From sanding and prepping the wood to a complete finish, it takes Uyaguari about two weeks to make one guitar. His cheaper instruments cost around $70 to $200 (£50 to £150), whereas a more exquisite guitar made from expensive wood may cost $2,000 (£1,500) and upwards.
Such is the reputation of San Bartolome’s guitar makers that these instruments are being sought after by musicians in Europe, Colombia, Cuba and Puerto Rico. Uyaguari fondly remembers a rosewood and pine guitar he made for Enrique Bunbury, the lead singer of Spanish rock band Héroes del Silencio.
A fragile trade
Despite its past successes, after peaking around 2005-2010, the guitar-making trade in San Bartolome has been slowly dwindling. Due to an influx of imported guitars from China, locals are opting for cheaper instruments. Only 10 local families now make guitars full-time.

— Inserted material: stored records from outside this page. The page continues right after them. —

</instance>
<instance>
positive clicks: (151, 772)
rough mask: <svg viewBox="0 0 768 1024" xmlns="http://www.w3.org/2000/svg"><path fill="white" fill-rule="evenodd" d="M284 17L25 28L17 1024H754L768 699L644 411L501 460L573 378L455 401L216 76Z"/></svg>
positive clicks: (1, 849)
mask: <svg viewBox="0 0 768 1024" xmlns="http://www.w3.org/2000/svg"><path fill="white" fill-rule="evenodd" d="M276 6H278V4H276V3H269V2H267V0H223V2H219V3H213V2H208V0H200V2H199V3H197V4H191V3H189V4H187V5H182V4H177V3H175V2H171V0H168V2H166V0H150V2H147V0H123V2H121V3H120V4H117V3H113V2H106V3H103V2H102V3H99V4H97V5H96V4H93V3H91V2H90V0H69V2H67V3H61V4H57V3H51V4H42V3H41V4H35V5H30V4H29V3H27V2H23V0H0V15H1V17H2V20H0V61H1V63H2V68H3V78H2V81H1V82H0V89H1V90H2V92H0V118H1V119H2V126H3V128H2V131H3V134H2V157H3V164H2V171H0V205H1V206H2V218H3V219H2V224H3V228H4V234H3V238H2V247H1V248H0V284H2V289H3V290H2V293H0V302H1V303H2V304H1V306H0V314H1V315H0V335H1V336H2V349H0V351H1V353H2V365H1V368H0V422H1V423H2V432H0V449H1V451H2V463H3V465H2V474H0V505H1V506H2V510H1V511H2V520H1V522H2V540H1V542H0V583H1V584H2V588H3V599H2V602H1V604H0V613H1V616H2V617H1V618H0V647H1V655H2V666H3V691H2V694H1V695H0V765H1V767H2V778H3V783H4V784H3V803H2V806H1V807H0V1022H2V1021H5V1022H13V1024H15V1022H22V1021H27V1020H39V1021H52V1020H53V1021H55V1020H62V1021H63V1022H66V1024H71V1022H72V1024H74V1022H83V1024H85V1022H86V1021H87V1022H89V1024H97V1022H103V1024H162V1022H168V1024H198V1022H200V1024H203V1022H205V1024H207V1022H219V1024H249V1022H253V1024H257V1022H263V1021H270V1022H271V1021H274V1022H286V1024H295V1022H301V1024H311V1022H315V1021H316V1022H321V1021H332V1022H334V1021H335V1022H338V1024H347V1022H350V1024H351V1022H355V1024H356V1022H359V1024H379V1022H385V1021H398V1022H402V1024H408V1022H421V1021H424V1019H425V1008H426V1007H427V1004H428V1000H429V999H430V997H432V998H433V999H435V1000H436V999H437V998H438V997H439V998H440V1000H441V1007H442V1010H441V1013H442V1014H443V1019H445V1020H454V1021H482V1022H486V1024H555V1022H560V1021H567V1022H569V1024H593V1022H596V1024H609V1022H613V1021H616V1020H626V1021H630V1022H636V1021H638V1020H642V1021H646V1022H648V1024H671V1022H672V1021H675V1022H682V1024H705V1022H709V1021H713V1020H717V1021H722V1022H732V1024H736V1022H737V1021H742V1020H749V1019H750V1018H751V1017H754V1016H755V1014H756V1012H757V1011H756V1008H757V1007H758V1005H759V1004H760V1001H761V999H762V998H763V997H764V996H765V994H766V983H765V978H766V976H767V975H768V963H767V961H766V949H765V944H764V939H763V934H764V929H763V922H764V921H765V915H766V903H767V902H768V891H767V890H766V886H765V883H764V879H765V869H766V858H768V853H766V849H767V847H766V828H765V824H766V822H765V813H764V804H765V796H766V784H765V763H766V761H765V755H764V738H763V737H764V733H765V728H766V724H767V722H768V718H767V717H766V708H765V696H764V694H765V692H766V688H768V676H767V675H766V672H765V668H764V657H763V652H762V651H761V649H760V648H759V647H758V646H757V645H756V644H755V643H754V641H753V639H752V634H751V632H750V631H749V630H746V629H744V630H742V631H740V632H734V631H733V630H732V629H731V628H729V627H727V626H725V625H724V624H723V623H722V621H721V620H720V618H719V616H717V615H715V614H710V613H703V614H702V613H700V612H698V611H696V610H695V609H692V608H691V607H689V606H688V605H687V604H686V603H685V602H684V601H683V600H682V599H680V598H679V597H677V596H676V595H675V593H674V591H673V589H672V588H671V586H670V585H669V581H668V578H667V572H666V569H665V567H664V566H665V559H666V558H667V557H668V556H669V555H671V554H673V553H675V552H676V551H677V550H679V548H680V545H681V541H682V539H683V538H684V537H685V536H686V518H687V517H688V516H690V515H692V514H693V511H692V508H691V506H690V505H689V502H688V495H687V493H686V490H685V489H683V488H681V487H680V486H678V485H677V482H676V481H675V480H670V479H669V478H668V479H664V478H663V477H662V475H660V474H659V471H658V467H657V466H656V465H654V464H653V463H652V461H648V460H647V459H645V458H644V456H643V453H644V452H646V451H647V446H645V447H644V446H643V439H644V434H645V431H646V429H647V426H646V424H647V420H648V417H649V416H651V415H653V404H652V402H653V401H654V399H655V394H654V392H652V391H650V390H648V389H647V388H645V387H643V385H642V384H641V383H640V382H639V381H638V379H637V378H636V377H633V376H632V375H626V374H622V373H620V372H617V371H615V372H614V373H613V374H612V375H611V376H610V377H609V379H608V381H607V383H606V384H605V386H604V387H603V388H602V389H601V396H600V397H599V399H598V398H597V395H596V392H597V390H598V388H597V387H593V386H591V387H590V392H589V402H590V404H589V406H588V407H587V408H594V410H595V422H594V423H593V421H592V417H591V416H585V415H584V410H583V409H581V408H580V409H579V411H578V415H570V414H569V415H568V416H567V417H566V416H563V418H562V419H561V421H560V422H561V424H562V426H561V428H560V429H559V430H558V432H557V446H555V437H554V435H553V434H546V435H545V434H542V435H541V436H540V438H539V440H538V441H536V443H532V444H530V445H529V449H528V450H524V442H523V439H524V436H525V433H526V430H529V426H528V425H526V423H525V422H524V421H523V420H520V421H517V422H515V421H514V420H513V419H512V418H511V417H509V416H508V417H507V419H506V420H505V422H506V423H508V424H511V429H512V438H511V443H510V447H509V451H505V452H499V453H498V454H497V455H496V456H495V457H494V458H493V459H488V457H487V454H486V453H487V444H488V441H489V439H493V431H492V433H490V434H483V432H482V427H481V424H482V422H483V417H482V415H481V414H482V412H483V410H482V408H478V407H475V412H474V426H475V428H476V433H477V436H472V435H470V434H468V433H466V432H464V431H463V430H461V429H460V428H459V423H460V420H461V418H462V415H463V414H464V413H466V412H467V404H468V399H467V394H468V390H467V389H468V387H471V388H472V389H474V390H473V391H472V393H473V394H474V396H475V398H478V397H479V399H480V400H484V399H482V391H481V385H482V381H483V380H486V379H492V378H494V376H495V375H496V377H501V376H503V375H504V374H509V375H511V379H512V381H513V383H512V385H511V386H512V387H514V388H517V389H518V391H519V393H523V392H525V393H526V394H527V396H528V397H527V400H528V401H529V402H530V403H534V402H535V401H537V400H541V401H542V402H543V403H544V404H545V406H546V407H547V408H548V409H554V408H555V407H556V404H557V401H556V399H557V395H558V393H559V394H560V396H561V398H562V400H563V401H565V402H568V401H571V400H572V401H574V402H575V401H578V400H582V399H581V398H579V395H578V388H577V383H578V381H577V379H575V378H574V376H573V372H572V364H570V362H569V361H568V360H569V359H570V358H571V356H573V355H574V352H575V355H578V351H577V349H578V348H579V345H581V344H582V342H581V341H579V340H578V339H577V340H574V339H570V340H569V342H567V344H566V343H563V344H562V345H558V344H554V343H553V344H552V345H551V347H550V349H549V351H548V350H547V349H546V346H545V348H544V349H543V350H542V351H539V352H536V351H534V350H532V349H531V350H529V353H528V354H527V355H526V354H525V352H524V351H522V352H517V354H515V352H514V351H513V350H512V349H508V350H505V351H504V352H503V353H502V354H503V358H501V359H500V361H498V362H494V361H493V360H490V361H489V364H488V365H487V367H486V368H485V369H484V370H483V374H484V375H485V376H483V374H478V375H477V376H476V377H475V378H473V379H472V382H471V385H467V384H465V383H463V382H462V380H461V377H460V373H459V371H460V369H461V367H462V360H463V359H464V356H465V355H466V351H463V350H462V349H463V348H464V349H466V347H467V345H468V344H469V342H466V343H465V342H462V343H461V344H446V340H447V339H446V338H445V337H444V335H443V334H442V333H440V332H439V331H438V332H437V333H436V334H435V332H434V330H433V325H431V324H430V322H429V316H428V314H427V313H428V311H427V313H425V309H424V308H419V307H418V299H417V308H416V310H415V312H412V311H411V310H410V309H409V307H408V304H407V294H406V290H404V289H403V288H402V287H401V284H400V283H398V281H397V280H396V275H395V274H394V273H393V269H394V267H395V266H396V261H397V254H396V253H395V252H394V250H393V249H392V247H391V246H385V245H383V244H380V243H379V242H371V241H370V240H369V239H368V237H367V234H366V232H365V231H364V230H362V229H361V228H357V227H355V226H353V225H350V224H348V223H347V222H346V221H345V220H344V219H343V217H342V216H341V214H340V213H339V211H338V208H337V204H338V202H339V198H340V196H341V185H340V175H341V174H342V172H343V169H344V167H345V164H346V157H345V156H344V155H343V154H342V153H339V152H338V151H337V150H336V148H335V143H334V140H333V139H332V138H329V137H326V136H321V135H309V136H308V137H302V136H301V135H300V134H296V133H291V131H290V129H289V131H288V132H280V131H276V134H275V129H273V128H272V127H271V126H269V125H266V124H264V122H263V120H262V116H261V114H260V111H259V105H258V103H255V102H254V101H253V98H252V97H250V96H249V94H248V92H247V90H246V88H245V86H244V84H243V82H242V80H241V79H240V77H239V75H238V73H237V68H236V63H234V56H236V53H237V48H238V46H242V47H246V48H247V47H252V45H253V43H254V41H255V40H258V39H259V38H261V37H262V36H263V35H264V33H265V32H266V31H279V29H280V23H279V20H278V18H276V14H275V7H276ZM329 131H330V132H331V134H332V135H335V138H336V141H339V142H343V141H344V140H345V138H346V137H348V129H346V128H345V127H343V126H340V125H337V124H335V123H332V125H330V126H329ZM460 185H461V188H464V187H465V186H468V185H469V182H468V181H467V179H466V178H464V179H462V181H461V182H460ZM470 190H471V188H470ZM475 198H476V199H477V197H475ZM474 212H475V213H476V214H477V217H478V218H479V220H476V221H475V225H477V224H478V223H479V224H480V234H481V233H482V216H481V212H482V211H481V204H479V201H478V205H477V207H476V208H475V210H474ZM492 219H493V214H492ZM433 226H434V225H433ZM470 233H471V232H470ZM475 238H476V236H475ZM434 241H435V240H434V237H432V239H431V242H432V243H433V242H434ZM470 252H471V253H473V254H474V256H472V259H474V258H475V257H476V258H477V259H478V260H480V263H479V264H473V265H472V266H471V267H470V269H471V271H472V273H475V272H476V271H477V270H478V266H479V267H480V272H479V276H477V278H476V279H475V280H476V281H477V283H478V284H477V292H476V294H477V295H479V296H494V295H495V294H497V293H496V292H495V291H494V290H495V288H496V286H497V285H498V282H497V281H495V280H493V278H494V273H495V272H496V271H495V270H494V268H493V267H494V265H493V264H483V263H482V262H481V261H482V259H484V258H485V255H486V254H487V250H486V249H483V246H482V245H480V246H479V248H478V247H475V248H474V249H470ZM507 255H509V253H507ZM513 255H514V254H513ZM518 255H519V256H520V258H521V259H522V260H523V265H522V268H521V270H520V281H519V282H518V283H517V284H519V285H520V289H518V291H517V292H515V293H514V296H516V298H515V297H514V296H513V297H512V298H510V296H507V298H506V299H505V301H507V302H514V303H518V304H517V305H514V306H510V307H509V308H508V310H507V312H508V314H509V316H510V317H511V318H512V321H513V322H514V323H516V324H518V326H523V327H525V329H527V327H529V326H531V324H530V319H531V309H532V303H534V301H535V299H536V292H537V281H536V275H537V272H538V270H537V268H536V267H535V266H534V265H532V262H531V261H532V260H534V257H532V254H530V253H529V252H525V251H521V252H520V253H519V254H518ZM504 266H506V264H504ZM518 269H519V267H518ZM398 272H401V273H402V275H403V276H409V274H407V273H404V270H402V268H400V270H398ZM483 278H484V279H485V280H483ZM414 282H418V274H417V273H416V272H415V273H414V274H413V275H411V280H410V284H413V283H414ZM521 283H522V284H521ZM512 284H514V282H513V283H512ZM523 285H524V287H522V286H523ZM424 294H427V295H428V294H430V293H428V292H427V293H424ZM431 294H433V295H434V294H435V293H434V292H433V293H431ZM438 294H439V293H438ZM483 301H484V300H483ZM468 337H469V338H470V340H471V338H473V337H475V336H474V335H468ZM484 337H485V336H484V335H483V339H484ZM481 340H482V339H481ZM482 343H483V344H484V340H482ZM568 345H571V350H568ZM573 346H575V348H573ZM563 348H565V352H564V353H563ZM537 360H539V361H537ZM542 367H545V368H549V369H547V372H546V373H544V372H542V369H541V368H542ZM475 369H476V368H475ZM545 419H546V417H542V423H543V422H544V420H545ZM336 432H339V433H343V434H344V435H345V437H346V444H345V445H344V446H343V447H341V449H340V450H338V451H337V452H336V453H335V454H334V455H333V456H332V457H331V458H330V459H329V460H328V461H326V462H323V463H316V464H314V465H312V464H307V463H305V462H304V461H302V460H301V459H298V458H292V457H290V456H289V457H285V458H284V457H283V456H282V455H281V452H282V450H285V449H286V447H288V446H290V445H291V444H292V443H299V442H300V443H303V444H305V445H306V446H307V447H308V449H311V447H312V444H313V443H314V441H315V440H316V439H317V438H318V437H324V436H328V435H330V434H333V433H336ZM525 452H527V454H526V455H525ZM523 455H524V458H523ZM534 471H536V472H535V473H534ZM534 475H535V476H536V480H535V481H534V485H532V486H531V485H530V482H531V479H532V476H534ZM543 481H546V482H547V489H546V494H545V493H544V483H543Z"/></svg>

“Artisanal guitar making is now valued less and less. Younger people just want cheap guitars, and they ask us to make guitars for $15 or $20 (£10 or £15) – the price of the Chinese ones. We can’t compete with that, as this wouldn’t even cover the costs of the wood, let alone the labour,” said Uyaguari.
Just 10 years ago, he and his sons would make 30 or 40 guitars a month; they’d all quickly sell out, with no instruments left at the shop, he said. Now, they sell 10 to 15 guitars a month.
As a result, many guitar makers in San Bartolome have to supplement their income with farming, making furniture or moving to the cities in search of jobs.
“Some of the workshops have been closed down or abandoned. I don’t plan to stop, however – I’ll take my trade to my grave,” Uyaguari said.
But there’s a potential new revenue stream for artisans like him, too. “Right now, our guitars are mostly bought either by travellers or professional musicians who value what we do,” he said.
Thanking the luthier for his time, I jumped back on the bike and followed the Guitar Route eastward. Soon, the narrow mountain road dived down, turning and twisting in generous bends, sparse Andean grasses now replaced by the lush emerald green of the Amazon rainforest.
The temperature and humidity rose as the ribbon of road snaked down the slopes of the Andes, revealing the slow-moving waters of the Upano River and the endless green expanse below. Small farms and ramshackle houses gave way to fresh fruit stands and bare-bellied kids running around, the heavy clouds now broken apart by sunshine.
As the land changed, the cold Andean villages and the guitar makers of San Bartolome began to feel like a distant, dreamlike memory.